My apologies to OTAC, I think. I read his comment as a response to my posting, while he/she was apparently quoting from Carey's blog. I didn't see any quote marks, so I thought the comments were OTAC's own response.

My disagreement with Carey's blogged response comes from the fact that I never argued about the use or non-use of multivariate modeling per se. His suggesting THAT as the point of contention is only to misdirect the discussion into irrelevant technical considerations and away from the real fallacy of the Billy Beane baseball comparison. My point was to argue the notion that measuring teachers solely by a single variable -- whether absolute achievement or relative progress versus mathematically adjusted expectations -- is only weakly comparable, at best, to the sort of multifaceted analysis baseball statisticians like Billy Beane employ to evaluate players' "value added" performance. Efforts like Mr. Carey's to legitimize in the public's mind the DOE's teacher evaluation plans by using a baseball analogy are facile and applealing for their recognizable content. And maliciously inappropriate and misleading for the very same reasons.

Leonie Haimson said...

The author of the oped that Steve so adeptly skewers is Kevin Carey -- formerly of Ed Trust and now Education Sector.

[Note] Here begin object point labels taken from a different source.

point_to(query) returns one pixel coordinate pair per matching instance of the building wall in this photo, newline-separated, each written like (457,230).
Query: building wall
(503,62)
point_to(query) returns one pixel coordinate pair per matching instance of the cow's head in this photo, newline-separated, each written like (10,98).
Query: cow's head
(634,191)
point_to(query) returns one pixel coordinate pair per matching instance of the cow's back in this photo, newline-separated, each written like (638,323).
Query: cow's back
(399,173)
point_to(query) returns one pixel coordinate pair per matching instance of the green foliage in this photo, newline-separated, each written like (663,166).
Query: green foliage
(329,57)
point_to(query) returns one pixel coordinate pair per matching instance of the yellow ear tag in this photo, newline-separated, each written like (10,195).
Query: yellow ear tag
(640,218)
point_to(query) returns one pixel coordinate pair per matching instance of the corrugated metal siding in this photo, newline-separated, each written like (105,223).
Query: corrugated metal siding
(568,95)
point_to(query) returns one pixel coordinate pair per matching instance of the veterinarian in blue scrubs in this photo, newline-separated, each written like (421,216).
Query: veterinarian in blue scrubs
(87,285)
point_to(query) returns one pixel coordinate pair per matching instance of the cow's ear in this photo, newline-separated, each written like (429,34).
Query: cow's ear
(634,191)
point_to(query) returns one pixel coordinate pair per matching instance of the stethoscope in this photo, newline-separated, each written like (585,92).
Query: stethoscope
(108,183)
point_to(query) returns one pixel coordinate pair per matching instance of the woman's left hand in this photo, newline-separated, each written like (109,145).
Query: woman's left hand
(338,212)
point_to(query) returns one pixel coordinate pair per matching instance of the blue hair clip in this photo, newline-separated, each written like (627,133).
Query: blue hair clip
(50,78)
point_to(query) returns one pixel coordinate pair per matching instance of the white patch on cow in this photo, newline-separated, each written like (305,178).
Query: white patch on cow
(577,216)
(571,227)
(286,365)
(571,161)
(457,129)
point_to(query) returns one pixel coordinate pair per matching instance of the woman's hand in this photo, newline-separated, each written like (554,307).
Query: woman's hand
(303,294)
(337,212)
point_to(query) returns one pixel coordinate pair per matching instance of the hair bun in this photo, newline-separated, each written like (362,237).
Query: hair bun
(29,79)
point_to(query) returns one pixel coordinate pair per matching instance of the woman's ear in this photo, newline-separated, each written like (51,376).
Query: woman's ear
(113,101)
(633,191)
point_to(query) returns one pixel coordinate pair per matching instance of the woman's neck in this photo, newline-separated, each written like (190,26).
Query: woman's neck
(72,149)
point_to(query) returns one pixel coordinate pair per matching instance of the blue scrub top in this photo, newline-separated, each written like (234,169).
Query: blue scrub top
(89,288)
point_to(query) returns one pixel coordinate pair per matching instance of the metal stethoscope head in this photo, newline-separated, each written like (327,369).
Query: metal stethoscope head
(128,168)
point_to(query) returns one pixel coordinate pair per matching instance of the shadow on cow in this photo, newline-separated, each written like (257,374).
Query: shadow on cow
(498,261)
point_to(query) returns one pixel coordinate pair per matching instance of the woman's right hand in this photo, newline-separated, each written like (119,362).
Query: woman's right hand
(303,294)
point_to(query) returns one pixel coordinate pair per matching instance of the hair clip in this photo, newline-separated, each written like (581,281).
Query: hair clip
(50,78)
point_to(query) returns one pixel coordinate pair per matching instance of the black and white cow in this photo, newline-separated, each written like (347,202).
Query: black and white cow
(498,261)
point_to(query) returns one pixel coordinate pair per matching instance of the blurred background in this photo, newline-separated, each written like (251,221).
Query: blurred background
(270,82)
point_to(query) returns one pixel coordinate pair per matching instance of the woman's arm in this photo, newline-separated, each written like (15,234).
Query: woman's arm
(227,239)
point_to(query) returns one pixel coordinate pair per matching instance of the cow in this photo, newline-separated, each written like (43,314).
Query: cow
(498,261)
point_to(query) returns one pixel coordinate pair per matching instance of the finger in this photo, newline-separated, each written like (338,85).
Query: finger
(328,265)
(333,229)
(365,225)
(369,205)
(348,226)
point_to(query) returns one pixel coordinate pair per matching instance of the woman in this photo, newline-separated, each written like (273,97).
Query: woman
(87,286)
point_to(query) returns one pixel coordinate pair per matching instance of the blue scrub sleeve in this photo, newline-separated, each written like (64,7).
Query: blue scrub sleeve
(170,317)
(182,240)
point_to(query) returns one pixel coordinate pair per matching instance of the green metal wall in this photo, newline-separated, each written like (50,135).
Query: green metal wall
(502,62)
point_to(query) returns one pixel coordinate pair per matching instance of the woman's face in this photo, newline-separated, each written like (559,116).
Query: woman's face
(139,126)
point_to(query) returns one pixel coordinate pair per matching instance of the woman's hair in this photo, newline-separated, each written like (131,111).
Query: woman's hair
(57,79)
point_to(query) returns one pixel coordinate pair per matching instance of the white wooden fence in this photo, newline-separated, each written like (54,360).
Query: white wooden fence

Kevin Carey's response is here:

http://www.quickanded.com/2008/02/
dont-be-questioning-my-bill-james-itude.html

It's amazing how statistically illiterate these Beltway education pundits are.

Leonie Haimson said...

Another major flaw about the school grading system: not only is it based primarily upon one variable as Steve points out -- but one year's worth of a variable -- the difference between last year's test scores and the year before.

Thus, if you keep the analogy on baseball, a hitter could hit 43 homeruns and have an average of .306, but if he hit 45 the year before and had an average of .325, he would receive a lower grade than a player who improved their scores over the year before, even if hehad no homeruns and had an average of .206. I don't think many people would consider this a good way to measure athletic prowess.

This is why certain NYC schools that had 80-90% of kids at grade level got Fs, while others who had up to 70% below grade level and were on the state failing list received As.